During the MLA Meeting in Chicago (December 27-29), ASAIL sponsored a Seminar on Native American Literatures, in which about twenty-five people participated. This meeting, like previous MLA Seminars on the subject, was informal, but certain basic concerns evolved during it. Randall Ackley spoke, to begin with, on his success in various projects during the past year. Some anthologies of "World Lit." now include Indian materials, and Harrison Meserole, MLA Bibliographer, has agreed to include entries on Indian Literatures in future PMLA Bibliographies. There are plans, within ASAIL itself, to prepare these entries for Meserole, as well as to extend our own Newsletter so that it will carry bibliographical and critical reviews and other helpful articles.

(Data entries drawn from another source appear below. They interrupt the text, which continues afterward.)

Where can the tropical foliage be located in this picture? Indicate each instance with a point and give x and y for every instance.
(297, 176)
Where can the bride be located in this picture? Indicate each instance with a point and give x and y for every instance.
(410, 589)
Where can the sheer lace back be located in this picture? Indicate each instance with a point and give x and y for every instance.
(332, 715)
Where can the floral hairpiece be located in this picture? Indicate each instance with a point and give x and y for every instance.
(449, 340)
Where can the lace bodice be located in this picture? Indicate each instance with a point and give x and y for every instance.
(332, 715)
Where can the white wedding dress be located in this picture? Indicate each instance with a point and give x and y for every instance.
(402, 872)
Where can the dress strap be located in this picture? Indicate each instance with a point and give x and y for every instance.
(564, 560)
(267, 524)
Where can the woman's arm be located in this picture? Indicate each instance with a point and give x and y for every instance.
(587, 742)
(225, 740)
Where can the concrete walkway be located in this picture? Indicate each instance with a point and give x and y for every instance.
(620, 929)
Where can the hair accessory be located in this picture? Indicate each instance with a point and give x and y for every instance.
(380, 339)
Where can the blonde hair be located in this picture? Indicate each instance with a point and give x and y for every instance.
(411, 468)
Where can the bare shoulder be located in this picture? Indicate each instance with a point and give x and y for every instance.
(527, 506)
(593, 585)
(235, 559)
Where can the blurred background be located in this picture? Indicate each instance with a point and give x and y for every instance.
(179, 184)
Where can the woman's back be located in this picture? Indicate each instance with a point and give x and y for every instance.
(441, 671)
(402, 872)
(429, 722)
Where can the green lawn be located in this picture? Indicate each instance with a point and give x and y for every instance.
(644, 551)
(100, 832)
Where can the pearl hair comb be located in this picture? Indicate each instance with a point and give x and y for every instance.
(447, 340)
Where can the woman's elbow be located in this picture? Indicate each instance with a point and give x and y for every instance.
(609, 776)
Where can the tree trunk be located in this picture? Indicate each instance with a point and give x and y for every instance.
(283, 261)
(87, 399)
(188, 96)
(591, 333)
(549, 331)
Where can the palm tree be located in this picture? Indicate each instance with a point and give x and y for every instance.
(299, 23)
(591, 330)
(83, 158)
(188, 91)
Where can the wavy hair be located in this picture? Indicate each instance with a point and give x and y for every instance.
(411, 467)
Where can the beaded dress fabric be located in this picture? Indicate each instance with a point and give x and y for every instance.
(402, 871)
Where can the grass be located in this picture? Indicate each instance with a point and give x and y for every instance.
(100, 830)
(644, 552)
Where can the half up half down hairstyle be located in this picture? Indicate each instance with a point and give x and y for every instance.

In addition, Randall hopes to renew, perhaps under ASAIL auspices, publication of. Quetzal, the literary journal he has issued on his own in the past. All of these positive expansions in ASAIL activities speak to what surely was the biggest single issue of concern at the Seminar. The greatest problem facing the teacher of Indian literatures is the utter lack of comprehensive critical and bibliographical guides, and those participating in our meeting felt that preparing such guides ought to be one of our first jobs. (The Newsletter accordingly will carry brief articles aimed at filling this need). An overall "Preface to Indian Literatures" remains still a desideratum.

As potential or actual teachers of Indian literatures, most of the participants in the Seminar offered comments on methods and approaches which were helpful to them. Larry Evers, ASAIL Vice-Chairman, remarked on the great usefulness of having "tellers" come into the classroom. Others spoke of the availability of films based on Indian legends, or of such temporary resources as the traveling exhibit of American Indian Art which opened at the Metropolitan Museum in New York last year. We spoke, too, of other things--of Akwesasne Notes, The Indian Historian, and those "little magazines"(such as South Dakota Review)--which emphasize or even just recognize Indian authors.

It should be noted, in conclusion, that the real importance of the Seminar was the focus which it can give us for future work. The Newsletter will begin to carry materials designed to fill the needs expressed by our members, and it hopefully will bring some order (as well as some discrimination) into the field. Hence the fullest record of what happened at the MLA Meeting will be found in these and future pages.